In the study, a research assistant photographed 16 long-term meditators and 83 non-meditating participants. To obtain a spontaneous facial expression, the participants were only told “we’re just going to take your photo.”

The long-term meditators had practiced Vipassana and compassion/loving-kindness meditation for at least three years.

A group of 86 undergraduate students and a group of 25 meditation teachers were then asked to view the photos and rate each participant on a variety of traits. The research assistant and the two groups of raters were unaware which participants were long-term meditators and which were not.

The researchers found some differences in how the long-term meditators and the non-meditating participants tended to be perceived.

“Our study raises the possibility that long-term meditation training is associated with being perceived more positively by others.
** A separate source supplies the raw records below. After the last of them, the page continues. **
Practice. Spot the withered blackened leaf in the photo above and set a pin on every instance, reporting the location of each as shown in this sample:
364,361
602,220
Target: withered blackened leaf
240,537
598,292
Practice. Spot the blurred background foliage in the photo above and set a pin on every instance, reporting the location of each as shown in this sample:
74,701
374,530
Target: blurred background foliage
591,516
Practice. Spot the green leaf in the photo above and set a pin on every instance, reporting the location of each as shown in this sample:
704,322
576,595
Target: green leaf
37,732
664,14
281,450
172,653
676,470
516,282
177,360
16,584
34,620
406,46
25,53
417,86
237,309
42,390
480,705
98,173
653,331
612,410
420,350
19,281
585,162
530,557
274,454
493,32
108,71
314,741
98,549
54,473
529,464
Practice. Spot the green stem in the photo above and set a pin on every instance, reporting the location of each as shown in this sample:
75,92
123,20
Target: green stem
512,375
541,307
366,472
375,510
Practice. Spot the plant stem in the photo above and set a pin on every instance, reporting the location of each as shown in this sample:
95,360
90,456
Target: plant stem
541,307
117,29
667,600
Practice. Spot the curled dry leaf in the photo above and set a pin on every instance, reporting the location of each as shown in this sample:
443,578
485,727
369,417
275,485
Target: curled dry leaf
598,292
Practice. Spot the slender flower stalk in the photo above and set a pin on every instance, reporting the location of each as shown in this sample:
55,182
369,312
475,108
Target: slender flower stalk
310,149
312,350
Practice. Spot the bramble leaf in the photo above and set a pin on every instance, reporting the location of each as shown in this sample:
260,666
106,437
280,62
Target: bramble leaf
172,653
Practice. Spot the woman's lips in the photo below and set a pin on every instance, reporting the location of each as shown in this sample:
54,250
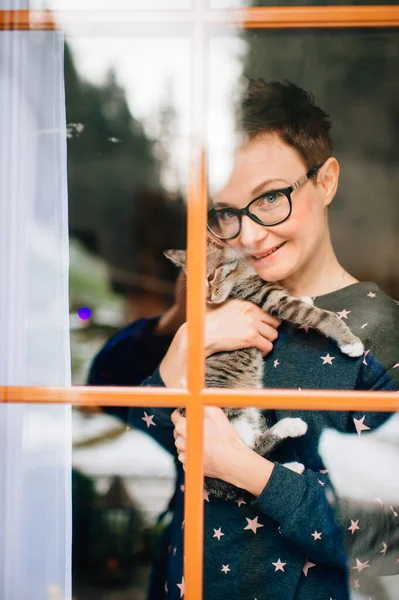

In our study, long-term meditators were perceived as less neurotic, more conscientious, more mindful, and more comfortable in their own skin than demographically matched controls without previous meditation experience.”

Some of the non-meditating participants underwent an 8-week meditation program and were photographed again afterward. But “we did not find that short-term meditation training had any effect on these perceptions,” Goldberg said.

The researchers controlled for the potentially confounding effects of age, gender, race/ethnicity, body mass index, and attractiveness. But like all research, the study includes some caveats.

The cross-sectional design of the study makes it difficult to determine causality. Meditation training could cause people to be perceived as more conscientious and mindful, but it is also possible that people who are already perceived as more conscientious and mindful are more likely to become meditators.

“We cannot conclude that long-term practice caused changes in perception, but this could be the case,” Goldberg said. “We also did not determine what aspects of their facial behavior were being interpreted by the raters. A future study could assess potential effects of meditation training in situations that may be more likely to show a signal (e.g. a stressful situation) and assess behavior using a ‘thicker’ slice (e.g. audiovisual recordings.)”

The study, “Still facial photographs of long-term meditators are perceived by naïve observers as less neurotic, more conscientious and more mindful than non-meditating controls“, was authored by Simon B. Goldberg, Matthew Hirshberg, Lawrence Y. Tello, Helen Y. Weng, Lisa Flook, and Richard J. Davidson.